# .22 cal pellet pistol



## mpetz44 (Nov 6, 2010)

I'm new at this are there any pellet pistols that will kill birds and squirrels that aren't really loud??? would appreciate any help.


----------



## zzyzx (Mar 20, 2010)

You want to kill birds and squirrils that aren't really loud? ;-)

Try the Browning 800 magnum pistol. The recoilless action makes it a nice shooter and it seems to work well.


----------



## zzyzx (Mar 20, 2010)

http://www.americanairgunhunter.com/mrod_pistol.html

Read the review from Jim Chapman above. He is pretty good on this stuff. If he really doesn't like something he doesn't write a review but contacts the makers with his findings. So many he writes are positive or at least neutral at worst.

If the success of the Marauder rifles is any indication the pistol should be a good one. A bit pricey but you will be shooting it for some years to come. I have two Marauder rifles, .177 and .22, and both are very nice. Will be selling the .22 shortly as I prefer the Evanix Blizzard to it in that calibre. Am keeping the .177 as it is death on blackbirds and fun to shoot. If the pistol is half as much fun to shoot it should be considered in your looking.

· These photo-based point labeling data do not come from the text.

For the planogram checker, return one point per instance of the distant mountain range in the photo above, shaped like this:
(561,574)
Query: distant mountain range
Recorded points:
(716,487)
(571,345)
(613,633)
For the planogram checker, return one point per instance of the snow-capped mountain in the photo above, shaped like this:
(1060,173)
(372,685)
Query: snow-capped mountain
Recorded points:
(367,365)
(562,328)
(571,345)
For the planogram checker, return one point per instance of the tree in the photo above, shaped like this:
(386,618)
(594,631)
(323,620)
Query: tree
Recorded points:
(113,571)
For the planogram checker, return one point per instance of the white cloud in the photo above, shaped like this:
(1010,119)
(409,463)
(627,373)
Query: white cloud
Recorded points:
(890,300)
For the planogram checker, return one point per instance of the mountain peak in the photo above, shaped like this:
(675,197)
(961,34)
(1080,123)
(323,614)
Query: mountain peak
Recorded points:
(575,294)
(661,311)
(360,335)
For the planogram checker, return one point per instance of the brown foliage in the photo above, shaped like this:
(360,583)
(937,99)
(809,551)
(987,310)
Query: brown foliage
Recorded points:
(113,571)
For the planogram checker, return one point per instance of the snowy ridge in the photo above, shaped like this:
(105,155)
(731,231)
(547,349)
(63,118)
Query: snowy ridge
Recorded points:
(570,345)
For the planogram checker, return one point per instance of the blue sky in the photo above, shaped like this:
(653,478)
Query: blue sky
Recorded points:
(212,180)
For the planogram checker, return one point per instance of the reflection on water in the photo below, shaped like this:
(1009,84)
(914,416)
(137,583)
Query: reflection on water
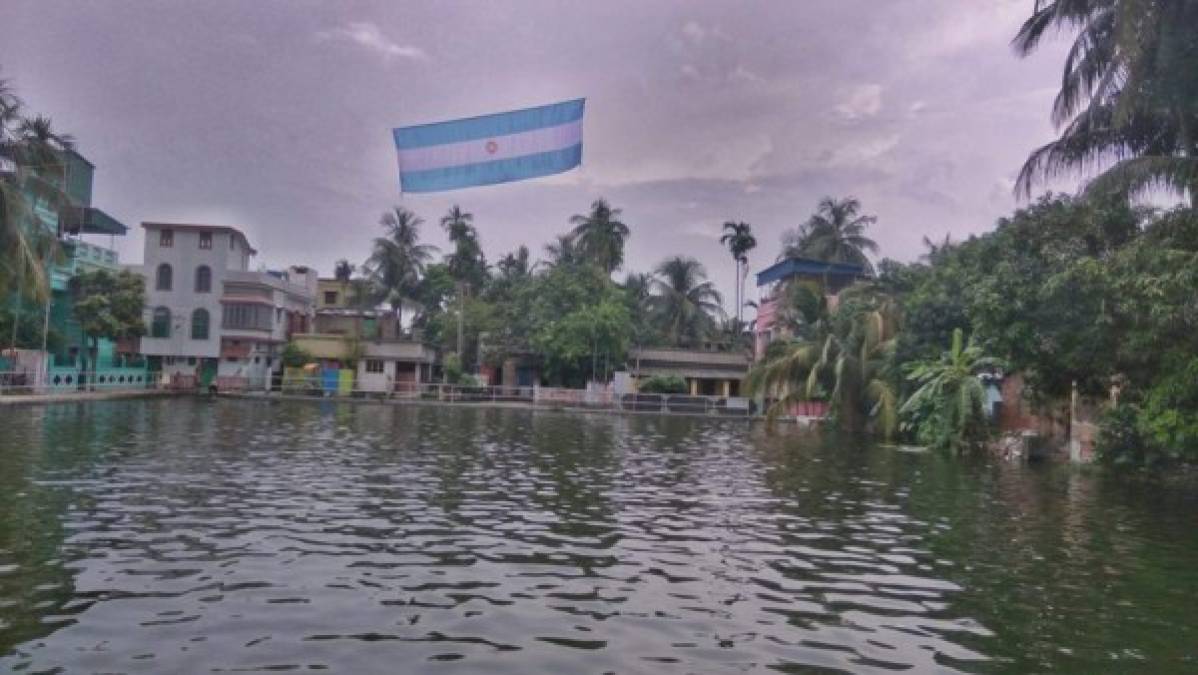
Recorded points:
(180,536)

I pump up my air reservoir with a Hill pump. Works for me. Some don't like the pumping and use air tanks, works for them.


----------



## mr.trooper (Aug 3, 2004)

Any spring gun powerful enough will still make a fair bit of noise.

PCP guns, like the P-rod, are expensive, require expensive accessories, and still make plenty of noise.

A far better option for you are the C02 and multi-pump pneumatic guns. Look into the Benjamin EB22, Benjamin HB22, and Crosman 2240.

Heck, for < $200 you could build a custom C02 pistol on Crosman website - they come with a steel breech (retail versions don't), your choice of barrel lengths, your choice of sights, your choice of grips, and several other optional enhancements.


----------